Seasonal patterns of community-circulating SARS-CoV-2 variants were used as an epidemiologic reference for the VoC of each single patient, and, finally, potential variability in hospital admission criteria across centers could not be excluded. Despite these limitations, this report highlights the protective role of recent SARS-CoV-2 vaccination and early antiviral treatment in IC individuals.

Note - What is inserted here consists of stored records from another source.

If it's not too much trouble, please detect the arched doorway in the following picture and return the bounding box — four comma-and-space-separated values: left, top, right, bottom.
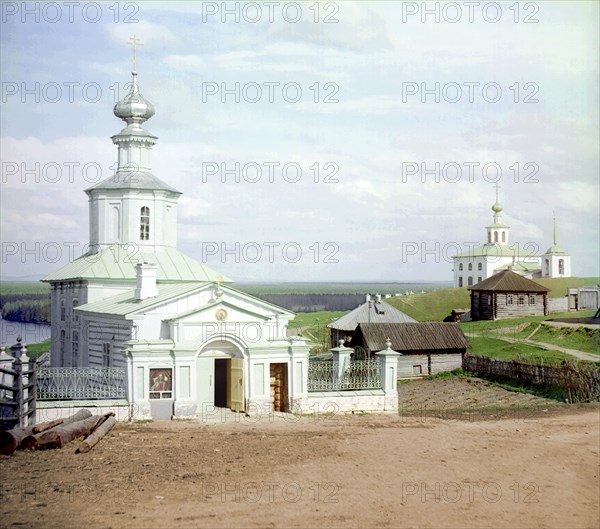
196, 338, 246, 412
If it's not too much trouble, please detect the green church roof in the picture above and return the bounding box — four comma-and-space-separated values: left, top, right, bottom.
41, 244, 231, 283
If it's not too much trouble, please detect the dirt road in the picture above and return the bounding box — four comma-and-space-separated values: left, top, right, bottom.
1, 401, 598, 529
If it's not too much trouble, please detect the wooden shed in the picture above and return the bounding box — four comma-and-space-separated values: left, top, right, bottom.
469, 270, 549, 320
355, 322, 470, 378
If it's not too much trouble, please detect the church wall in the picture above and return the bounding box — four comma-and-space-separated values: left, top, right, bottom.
83, 315, 133, 368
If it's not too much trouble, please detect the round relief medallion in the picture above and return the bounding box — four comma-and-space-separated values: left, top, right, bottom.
215, 308, 228, 321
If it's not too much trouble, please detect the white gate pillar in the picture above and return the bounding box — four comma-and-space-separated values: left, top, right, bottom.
331, 339, 352, 383
376, 339, 401, 411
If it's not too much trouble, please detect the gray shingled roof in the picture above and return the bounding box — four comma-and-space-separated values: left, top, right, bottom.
469, 270, 549, 293
85, 171, 181, 194
328, 300, 416, 331
358, 322, 470, 352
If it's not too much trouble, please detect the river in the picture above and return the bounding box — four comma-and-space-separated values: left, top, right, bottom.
0, 318, 51, 347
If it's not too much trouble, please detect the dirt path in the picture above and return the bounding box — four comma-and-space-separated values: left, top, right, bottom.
1, 405, 598, 529
466, 332, 599, 362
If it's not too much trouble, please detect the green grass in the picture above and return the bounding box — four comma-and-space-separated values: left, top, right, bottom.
535, 277, 599, 296
460, 310, 595, 333
22, 339, 51, 358
386, 287, 471, 321
0, 281, 49, 295
531, 325, 599, 354
466, 336, 574, 364
288, 311, 347, 329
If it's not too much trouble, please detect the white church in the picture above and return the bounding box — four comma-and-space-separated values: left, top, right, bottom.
42, 56, 315, 420
452, 192, 572, 288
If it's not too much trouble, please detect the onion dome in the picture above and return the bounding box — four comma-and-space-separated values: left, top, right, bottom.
491, 198, 503, 214
113, 71, 155, 125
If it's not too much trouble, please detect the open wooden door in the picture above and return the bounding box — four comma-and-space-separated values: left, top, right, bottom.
228, 358, 245, 412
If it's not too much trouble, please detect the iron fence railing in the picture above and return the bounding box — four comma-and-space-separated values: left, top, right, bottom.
307, 359, 382, 392
36, 367, 127, 400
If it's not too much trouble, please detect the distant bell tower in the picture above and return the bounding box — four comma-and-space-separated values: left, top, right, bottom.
542, 213, 571, 278
485, 185, 510, 245
85, 35, 181, 254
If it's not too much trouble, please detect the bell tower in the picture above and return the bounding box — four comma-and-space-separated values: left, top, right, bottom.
485, 185, 510, 245
85, 36, 181, 254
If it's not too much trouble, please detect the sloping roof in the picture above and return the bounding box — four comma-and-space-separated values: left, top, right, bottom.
358, 322, 470, 352
469, 270, 549, 293
493, 261, 540, 273
454, 243, 540, 258
41, 245, 231, 283
328, 300, 416, 331
84, 171, 181, 194
76, 282, 208, 316
76, 282, 293, 318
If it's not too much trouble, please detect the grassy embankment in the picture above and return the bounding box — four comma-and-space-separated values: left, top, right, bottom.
293, 277, 599, 361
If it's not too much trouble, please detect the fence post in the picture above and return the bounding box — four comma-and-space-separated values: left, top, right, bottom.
12, 356, 24, 427
331, 339, 352, 385
375, 339, 401, 412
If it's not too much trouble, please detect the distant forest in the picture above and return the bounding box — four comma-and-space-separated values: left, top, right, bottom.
0, 294, 51, 324
251, 293, 366, 312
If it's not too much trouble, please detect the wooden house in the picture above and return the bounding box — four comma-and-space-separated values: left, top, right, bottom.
354, 322, 470, 378
469, 270, 549, 320
327, 295, 415, 348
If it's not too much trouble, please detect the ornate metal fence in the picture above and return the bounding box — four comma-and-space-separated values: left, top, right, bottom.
307, 359, 382, 392
36, 367, 127, 400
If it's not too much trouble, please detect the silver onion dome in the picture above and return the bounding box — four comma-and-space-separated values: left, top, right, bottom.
113, 71, 155, 124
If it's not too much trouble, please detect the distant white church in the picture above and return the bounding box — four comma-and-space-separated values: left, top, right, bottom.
42, 57, 311, 419
452, 192, 571, 288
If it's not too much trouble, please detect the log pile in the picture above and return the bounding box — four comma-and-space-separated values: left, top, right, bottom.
0, 410, 116, 455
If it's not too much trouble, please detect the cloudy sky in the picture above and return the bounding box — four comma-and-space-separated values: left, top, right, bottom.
2, 1, 598, 282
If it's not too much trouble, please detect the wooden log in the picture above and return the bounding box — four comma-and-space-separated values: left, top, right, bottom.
19, 409, 95, 451
32, 419, 64, 434
0, 409, 92, 455
76, 416, 116, 453
25, 412, 114, 451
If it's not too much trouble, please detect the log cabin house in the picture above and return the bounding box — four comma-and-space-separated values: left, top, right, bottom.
469, 270, 550, 320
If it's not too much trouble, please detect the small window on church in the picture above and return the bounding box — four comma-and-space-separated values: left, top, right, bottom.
494, 231, 498, 243
467, 276, 473, 286
468, 263, 472, 271
103, 343, 111, 367
60, 300, 66, 322
488, 232, 492, 243
140, 206, 150, 241
72, 331, 79, 366
73, 299, 79, 322
477, 277, 482, 283
502, 231, 506, 243
60, 330, 66, 365
459, 263, 463, 271
478, 262, 482, 271
458, 277, 463, 287
558, 259, 564, 275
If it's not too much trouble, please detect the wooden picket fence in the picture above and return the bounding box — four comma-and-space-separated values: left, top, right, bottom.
0, 350, 37, 430
463, 353, 600, 403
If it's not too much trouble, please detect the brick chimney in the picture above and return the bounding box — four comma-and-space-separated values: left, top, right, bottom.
135, 263, 158, 301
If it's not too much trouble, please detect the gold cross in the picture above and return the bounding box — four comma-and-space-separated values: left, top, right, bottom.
215, 273, 223, 287
494, 182, 501, 200
127, 35, 143, 72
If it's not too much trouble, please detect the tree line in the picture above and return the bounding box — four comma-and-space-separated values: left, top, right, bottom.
0, 295, 51, 324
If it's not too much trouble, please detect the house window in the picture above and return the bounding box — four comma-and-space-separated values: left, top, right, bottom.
507, 295, 514, 305
478, 277, 482, 283
468, 263, 473, 271
140, 206, 150, 241
60, 330, 66, 365
478, 262, 482, 271
458, 277, 463, 287
502, 231, 506, 243
459, 263, 463, 271
72, 331, 79, 366
149, 368, 173, 399
529, 295, 536, 305
558, 259, 564, 275
412, 365, 422, 375
487, 295, 492, 305
518, 295, 525, 305
60, 300, 66, 321
72, 299, 79, 322
467, 276, 473, 286
102, 343, 111, 367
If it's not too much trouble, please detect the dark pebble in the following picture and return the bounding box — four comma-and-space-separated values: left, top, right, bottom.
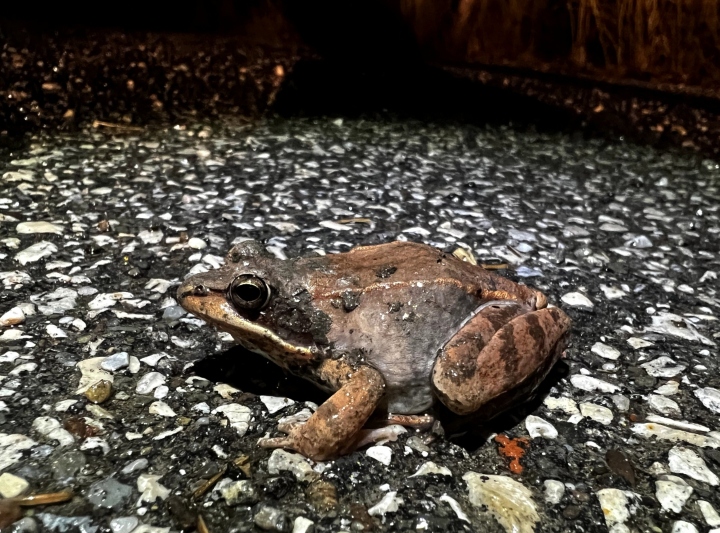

Based on our findings, immunocompromised patients should receive COVID-19 vaccination and promptly undergo early antiviral therapy to prevent clinical progression and the persistence of SARS-CoV-2 infection.
5. Conclusions
The prompt initiation of AVA therapy in IC patients was associated with a significantly lower probability of sustained detection at later intervals (7 and 30 days) when compared with MoAbs, even though AVA recipients were older and suffered from greater comorbidity burdens. The initiation of treatment within 72 h of symptom onset markedly improved virologic outcomes with both AVA and monoclonal antibodies, indicating that the concordance of therapeutic timing with the viral replication phase is critical. Also, shorter intervals between recent vaccination and infection and the recent immunizations suggested that there was less likelihood of prolonged viral shedding, thus adding more value to up-to-date vaccination in this vulnerable population.
Indeed, the interval that had elapsed since the last dose of immunosuppression proved to be significant in the prediction of both the prolonged isolation of SARS-CoV-2 and the risk of admission to hospital. The observed variation in viral clearance by specific strain—most notably a shorter period of positivity with omicron than with alpha—did not mask the overriding impact of early antiviral intervention and vaccination status. Limitations such as dependence on antigen testing at 30 days, indirect allocation by variant ID, and potential variability in admissions criteria from center to center indicate that prospective studies with complete immunologic and virologic profiling are warranted.
Our findings provide a case for a strategy to manage immunocompromised patients, which is designed around the timely initiation of antiviral treatment—in ideal cases, within 72 h of symptom presentation—and complete, up-to-date vaccination against SARS-CoV-2. Such an approach would offer the best chance of preventing both prolonged viral replication and progression to severe COVID-19 among this very high-risk group and could possibly be a good model for investigating the role of antiviral therapy during viral infection in IC patients.